Published September 20, 2022
Based on News Release By Ellen Goldbaum
The University at Buffalo and UBMD Physicians’ Group have launched the region’s only long COVID registry in order to learn more about the condition and to connect Western New Yorkers with treatment options and the potential to participate in clinical trials.
Open to anyone 18 years of age or older in Western New York who has, or thinks they may have, long COVID, the registry is a questionnaire that allows people to describe their symptoms in detail.
The registry was designed to be easily accessible either by computer or any kind of mobile device in order to reach as many people as possible.
“The bottom line is, there is still a great knowledge gap and a great deal of uncertainty about long COVID,” says Kevin J. Gibbons, MD, senior associate dean for clinical affairs at the Jacobs School of Medicine and Biomedical Sciences and executive director of UBMD Physicians’ Group.
“It is not surprising that patients who survived after long Intensive Care Unit admissions have problems with breathing and generalized fatigue,” he continues. “It remains a puzzle why some patients, often months after minor COVID infections, have delayed onset of significant disabling health problems. The good news is that in the majority of patients, long COVID gets better, but some people do experience long-term disability. There is still a lot that we just don’t understand.”
Even the definition of long COVID is evolving, with the Centers for Disease Control and Prevention and the World Health Organization providing slightly different definitions. Generally, it is defined as symptoms that last weeks or months past the initial infection with the SARS-CoV2 virus.
“Whether you became infected with COVID-19 when it first hit in 2020 or just in the last six months, if your symptoms just haven’t gone away, and you suspect or know you have long COVID, we encourage you to participate in the long COVID registry,” says Allison Brashear, MD, MBA, UB’s vice president for health sciences, dean of the Jacobs School and president of UBMD Physicians’ Group.
“Our UB physicians and researchers want to hear from you and learn more about long COVID in our community so that we can bring relevant research opportunities and clinical trials to UB to provide care to those who need it most,” she says.

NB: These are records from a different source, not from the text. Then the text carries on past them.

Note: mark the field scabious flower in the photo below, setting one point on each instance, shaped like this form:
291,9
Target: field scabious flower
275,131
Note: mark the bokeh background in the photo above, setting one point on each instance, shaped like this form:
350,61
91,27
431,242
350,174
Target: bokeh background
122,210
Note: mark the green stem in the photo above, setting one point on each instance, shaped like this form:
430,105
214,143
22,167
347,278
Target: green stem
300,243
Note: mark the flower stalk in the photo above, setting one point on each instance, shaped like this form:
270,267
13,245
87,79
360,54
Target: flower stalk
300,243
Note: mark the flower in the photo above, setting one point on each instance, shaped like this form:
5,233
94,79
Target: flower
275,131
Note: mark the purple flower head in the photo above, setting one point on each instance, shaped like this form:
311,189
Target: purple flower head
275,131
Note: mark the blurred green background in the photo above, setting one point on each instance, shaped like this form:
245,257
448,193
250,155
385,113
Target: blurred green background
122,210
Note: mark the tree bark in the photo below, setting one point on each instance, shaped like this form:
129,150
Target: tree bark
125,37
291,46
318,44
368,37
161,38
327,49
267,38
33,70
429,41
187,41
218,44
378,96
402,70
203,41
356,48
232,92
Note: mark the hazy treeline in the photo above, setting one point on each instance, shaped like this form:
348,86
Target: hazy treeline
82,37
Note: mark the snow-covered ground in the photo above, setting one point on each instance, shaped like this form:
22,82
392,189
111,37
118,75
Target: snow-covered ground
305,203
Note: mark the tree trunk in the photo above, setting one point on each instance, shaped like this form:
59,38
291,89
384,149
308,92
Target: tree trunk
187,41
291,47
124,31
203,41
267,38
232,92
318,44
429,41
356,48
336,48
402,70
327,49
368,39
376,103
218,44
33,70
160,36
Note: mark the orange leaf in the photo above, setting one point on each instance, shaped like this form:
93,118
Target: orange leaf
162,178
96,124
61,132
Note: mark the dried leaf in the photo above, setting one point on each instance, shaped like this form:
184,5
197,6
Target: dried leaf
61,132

Information that patients share on the UB registry will be kept secure and confidential. Patients who sign up will be able to opt in to consent to contact, where they provide their contact information so that they can be the first to find out when UB has relevant information, research or care opportunities that might help them.
The UB site will also feature a collection of curated, reliable resources, including new research that is relevant for people with long COVID.

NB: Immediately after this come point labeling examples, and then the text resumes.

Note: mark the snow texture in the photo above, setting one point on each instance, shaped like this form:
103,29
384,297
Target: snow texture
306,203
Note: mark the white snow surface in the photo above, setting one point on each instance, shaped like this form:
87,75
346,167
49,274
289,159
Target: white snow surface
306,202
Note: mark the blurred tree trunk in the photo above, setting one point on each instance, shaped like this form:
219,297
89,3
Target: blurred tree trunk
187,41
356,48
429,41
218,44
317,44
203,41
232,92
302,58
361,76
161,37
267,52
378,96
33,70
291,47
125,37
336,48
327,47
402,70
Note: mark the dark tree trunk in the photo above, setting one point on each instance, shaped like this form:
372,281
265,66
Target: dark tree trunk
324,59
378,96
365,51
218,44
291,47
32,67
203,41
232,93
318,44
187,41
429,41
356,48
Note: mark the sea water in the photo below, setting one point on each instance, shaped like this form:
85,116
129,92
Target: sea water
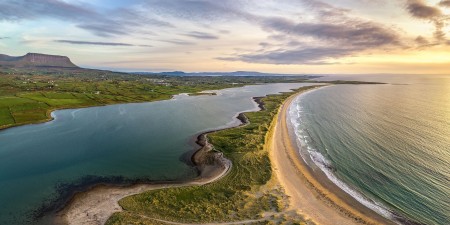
386,145
41,165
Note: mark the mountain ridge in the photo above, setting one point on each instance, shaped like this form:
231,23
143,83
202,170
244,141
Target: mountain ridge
31,60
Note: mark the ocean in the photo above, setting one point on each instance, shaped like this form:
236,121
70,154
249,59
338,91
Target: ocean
42,165
387,145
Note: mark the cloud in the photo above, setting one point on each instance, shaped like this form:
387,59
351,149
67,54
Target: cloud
421,40
418,9
445,3
334,35
313,55
28,9
101,23
97,43
359,33
178,42
201,35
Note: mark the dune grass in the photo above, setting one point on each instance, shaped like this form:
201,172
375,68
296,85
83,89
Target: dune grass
242,194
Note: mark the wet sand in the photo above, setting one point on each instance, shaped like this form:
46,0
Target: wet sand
310,192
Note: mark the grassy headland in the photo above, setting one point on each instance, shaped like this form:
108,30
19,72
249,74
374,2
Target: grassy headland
29,95
246,193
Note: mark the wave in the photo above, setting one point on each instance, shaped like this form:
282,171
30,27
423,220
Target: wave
308,150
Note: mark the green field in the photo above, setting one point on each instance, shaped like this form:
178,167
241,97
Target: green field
28,96
246,193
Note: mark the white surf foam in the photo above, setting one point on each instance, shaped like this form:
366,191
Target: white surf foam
304,142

“The long COVID registry gives people in our community who are suffering with long COVID a chance to tell their story to researchers at UB so we can learn about this condition in Western New York, and possibly get these people the help that they need,” Gibbons says.
“I urge anyone who has long COVID or suspects they have it to go to the long COVID registry and share their experience.”

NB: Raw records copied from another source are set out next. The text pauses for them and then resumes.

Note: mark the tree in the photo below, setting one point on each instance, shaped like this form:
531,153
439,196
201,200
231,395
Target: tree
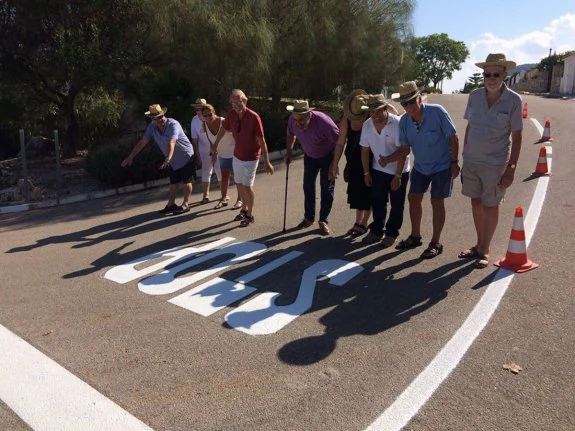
62,49
437,57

The UB/UBMD registry is the only effort in the region designed specifically to collect and analyze data from Western New Yorkers with long COVID in order to design effective treatments for them.
Funded by the UB Office of the Vice President for Research and Economic Development, the registry was developed by faculty, staff and physicians across UB and UBMD.
Open to anyone living in the five counties of Western New York, the registry was designed by Jacobs School faculty with input from UBMD, UB’s Community Health Equity Research Institute and the School of Public Health and Health Professions.
UB researchers note that local support groups have helped to validate the existence of long COVID, which is also critical.
“Here at UB, we are focusing on research, because research is what UB is about,” says Jennifer S. Abeles, DO, principal investigator on the long COVID registry, clinical assistant professor of medicine and a physician with UBMD Internal Medicine. “We need to understand the condition better in order to treat it.”
The first step is to collect as much detailed information from patients as possible through the registry and to analyze it. One of the challenges with long COVID, Abeles explains, is the sheer breadth of symptoms reported. While the most common symptoms reported have been primarily respiratory and neurological, Abeles notes that many other symptoms have also been reported.
“For example, we know that some people are reporting hair loss,” she says. “This is a symptom that bothers people monumentally. And we think there may be other symptoms of long COVID that aren’t being widely reported.”
By gathering as much data as possible about what Western New Yorkers with long COVID are experiencing, the registry will allow UB researchers to better understand the range of symptoms and how they impact patients.
The advantage of signing up is that a UB researcher who might be studying, for example, the symptom of brain fog can use the registry to learn about patients in the community who have that symptom. They can learn how many patients have had this symptom, how it manifested, for how long, what the severity was and whether it was more common in patients of a certain gender or age group.
“The value of people filling out the questions on the registry is that they will be getting their information directly to the UB researchers who are actively studying these issues right now,” Abeles says. “The goal is to connect them with helpful information and, ultimately, appropriate opportunities for treatment.”
“The registry is here for the long term,” Abeles says. “It’s not going to be one-and-done.”
She notes that in the near future, once people sign up, they will be asked to update information at periodic intervals so that researchers can track as their symptoms change or improve.
“We envision the registry becoming a dialogue, a conversation between people with long COVID and researchers,” Abeles says. “The ultimate goal is to provide them with quality care.”